We build on our expertise in cortical layer 6b (L6b) neurons, the only orexin sensitive cells in sensory cortex. We demonstrated that the Drd1a-Cre+ subgroup of L6b neurons selectively target higher order thalamic nuclei. 'Silencing' these neurons by Cre-mediated Snap25 cKO did not influence locomotor or circadian activity, but it reduced anxiety-like behaviour in the elevated plus maze and light-dark box (distinct from Rbp-4Cre neurons, Krone et al., 2021). This suggests Drd1a-Cre neurons regulate emotional behaviours as an orexin-gated cortico-thalamo-cortical circuit, most likely involving prefrontal cortex.

Here, we aim to resolve the functional connectivity between orexinergic neurons and cortical circuits including their inputs to Drd1a-Cre/Ctgf-Cre+ cortical cells, using optogenetics and calcium imaging ex vivo.
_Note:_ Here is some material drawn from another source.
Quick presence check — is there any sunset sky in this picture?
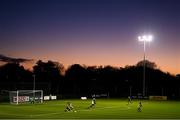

Next, we will use high-density Neuropixel arrays to determine the involvement of orexin-sensitive cortical cells in sex specific responses to stress and arousal. Finally, we determine how silencing these neurons affects sex differences in anxiety-related behaviours. Our experiments will dissect key components, cell-type and gender differences of these circuits, and shall pave the way to identify molecular mechanisms that could be exploited in therapy.